Nel mattino di La7, durante il programma Coffee Break, si è acceso lo scontro tra Giorgio Dell'Arti e Susanna Ceccardi. Il tema era il suffragio universale e, nello specifico, una provocazione dello scrittore. “Ma come si fa a fare l’apologia dell’abolizione del suffragio universale?”, chiede l’europarlamentare della Lega, in collegamento dall’Europarlamento. Una rimostranza che non è piaciuta a Dell'Arti che, dopo aver detto a Ceccardi di “non rompere le scatole”, ha deciso di mandarla a quel Paese: “Ma vattene a fan…”.

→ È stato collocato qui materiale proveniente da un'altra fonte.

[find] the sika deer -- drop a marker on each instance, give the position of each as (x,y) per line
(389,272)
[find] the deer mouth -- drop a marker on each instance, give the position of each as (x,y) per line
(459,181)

Una reazione che Ceccardi non si aspettava in quel contesto: “Addirittura? Ma che signore, che eleganza! Ma io... io non ho parole”. Ma lo scrittore non è sembrato, fino a quel momento, intenzionato a fare marcia indietro: “Brava, finalmente!”. L’europarlamentare non si è fatta comunque intimidire o prevaricare da quell’atteggiamento: “Dopo aver ascoltato in diretta televisiva l'apologia dell'abolizione della democrazia, da uno che scrive anche dei libri e prima ci ha detto una serie di cavolate... Di castronerie assurde, tipo che l'economia con Biden andava meglio che quella con Trump, che è una castroneria assurda, sotto tutti i punti di vista”.
Dell'Arti ha rivendicato, invece, la sua posizione, e sui dati sull’economia americana. “Porta rispetto a una signora, porta rispetto alla scelta democratica delle persone che hanno votato col suffragio universale, fortunatamente. Perché il vostro snobismo antidemocratico ha stufato, ha stufato! Ed è pericoloso, pericoloso! Questo è veramente sovversivo” , ha replicato Ceccardi, mentre Dell'Arti sosteneva di non dover portare rispetto mentre Ceccardi proseguiva: “Fortunatamente in Italia possono votare tutti per mandarvi a casa”. A questo punto dello scontro è intervenuto il conduttore invitando lo scrittore a porgere le proprie scuse a Ceccardi non per lo scontro in sé, perché frutto di due posizioni diverse, ognuna rispettabile e legittima, ma per le parole utilizzate contro l’europarlamentare. “Chiedo scusa. Scusami. Scusami”, ha concluso Dell'Arti prima di andare in pubblicità e concludere così quel momento animato di televisione.
“Solidarietà totale all’amica e collega Susanna Ceccardi, oggi insultata in maniera becera durante la trasmissione ‘Coffee Break’ su La7. Un attacco inaccettabile del solito intellettualone di sinistra. Evidentemente pur di non finire nel dimenticatoio, vanno nei salotti televisivi a regalare spettacoli di quarta categoria con la consueta arroganza che li distingue, non rispettando gli interlocutori. Oggi abbiamo visto l’ennesimo caso di presunta superiorità culturale della sinistra, riconosciuta soltanto da loro stessi.
Questo è il vero volto dei “pensatori rossi”: intolleranti verso chi non la pensa come loro, anche se, come nel caso dell’onorevole Ceccardi, si tratta di chi rappresenta migliaia di cittadini che l’hanno votata; inoltre, sono pure ostili alle donne. Un po’ come gli islamisti che tanto piacciono loro”, così Anna Maria Cisint e Silvia Sardone, europarlamentari Lega hanno commentato quanto accaduto.